Jagat Singh Sandhu, a sixty something farmer in Masani village near Sangrur in Punjab, is planning to plant the new basmati variety, Pusa 1509, on at least 10 acres of his 11-acre farm, provided he gets sufficient seeds.

Till last year, Sandhu used to grow a mix of the popular basmati variety Pusa 1121 and Permal, the non-basmati rice.

“The rates were good last year and I have heard that the new variety gives more yield and consumes less water,” Sandhu said.

Like Sandhu, Jitendra, another farmer near Panipat in Haryana, is planning to try out the new basmati variety.

Acreage may rise

As farmers, lured by higher returns, are eager to grow more of the 1509 variety, experts predict that the acreage under basmati would see a quantum leap this year.
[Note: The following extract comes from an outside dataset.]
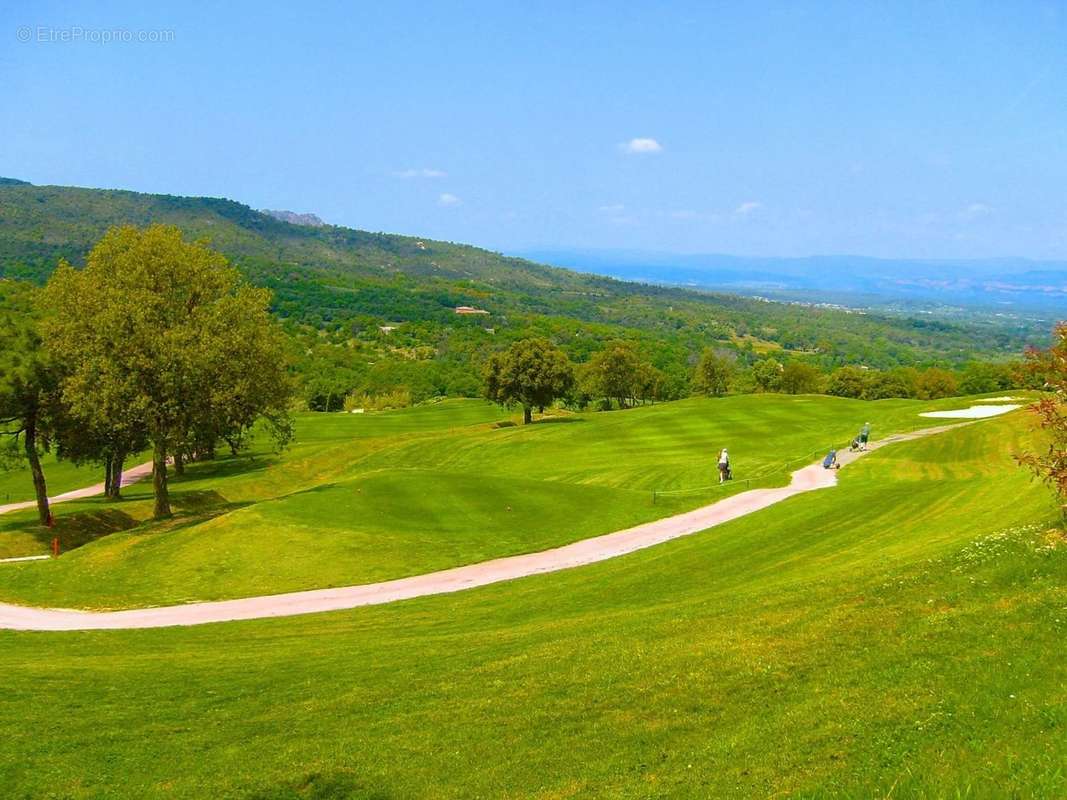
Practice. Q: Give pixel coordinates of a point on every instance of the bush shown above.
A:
(399, 398)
Also the increased acceptance of 1509 may boost basmati output significantly. The yield of 1509 is in the range of 2.2-2.5 tonnes an acre, while for the 1121 variety, it is 1.8-2 tonnes.

“There will be at least three-fold increase in basmati output this year,” Raj Sood, a trader in Punjab’s Khanna, Asia’s largest grain market, told Business Line.

According to the All-India Rice Exporters Association, basmati acreage in 2013-14 increased by some six per cent to around 19 lakh hectares, with almost eight lakh hectares planted in Punjab alone.

Vijay Setia, Director at Chaman Lal Setia Exports Ltd, expects acreage under the farmer-friendly 1509 variety to increase as farmers are likely to shift from 1121 and non-basmati varieties, and even from sugarcane.

Prices soar

Basmati paddy prices shot up by 27 per cent from ₹3,300-3,400 a quintal at the beginning of the last season in October to around ₹4,200 by December-January, riding on robust overseas demand for the aromatic rice.

India’s basmati exports in the just ended financial year exceeded a record 4.02 million tonnes in volumes and $4.5 billion in value.

Basmati paddy prices are currently ruling steady around ₹4,000 a quintal.

“Farmers have seen the benefit of the price rise and would obviously want to grow more,” Setia said. Of the eight lakh hectares under basmati in Punjab, at least 70-80 per cent will be under the high-yielding varieties.

Shift in pattern

AK Singh, principal rice breeder at the Indian Agricultural Research Institute, who developed the 1509 variety, said the new strain would replace at least 60 per cent of the area under the popular Pusa 1121.

“We also expect it (1509) to replace non-basmati varieties, such as Permal,” Singh said, adding that availability of the 1509 seeds should not be a problem as IARI has signed memorandum of understanding with some 15 companies to multiply the seeds.

“Over the next three years, our effort is to make 1509 resistant to blight and brown plant hoppers,” Singh said.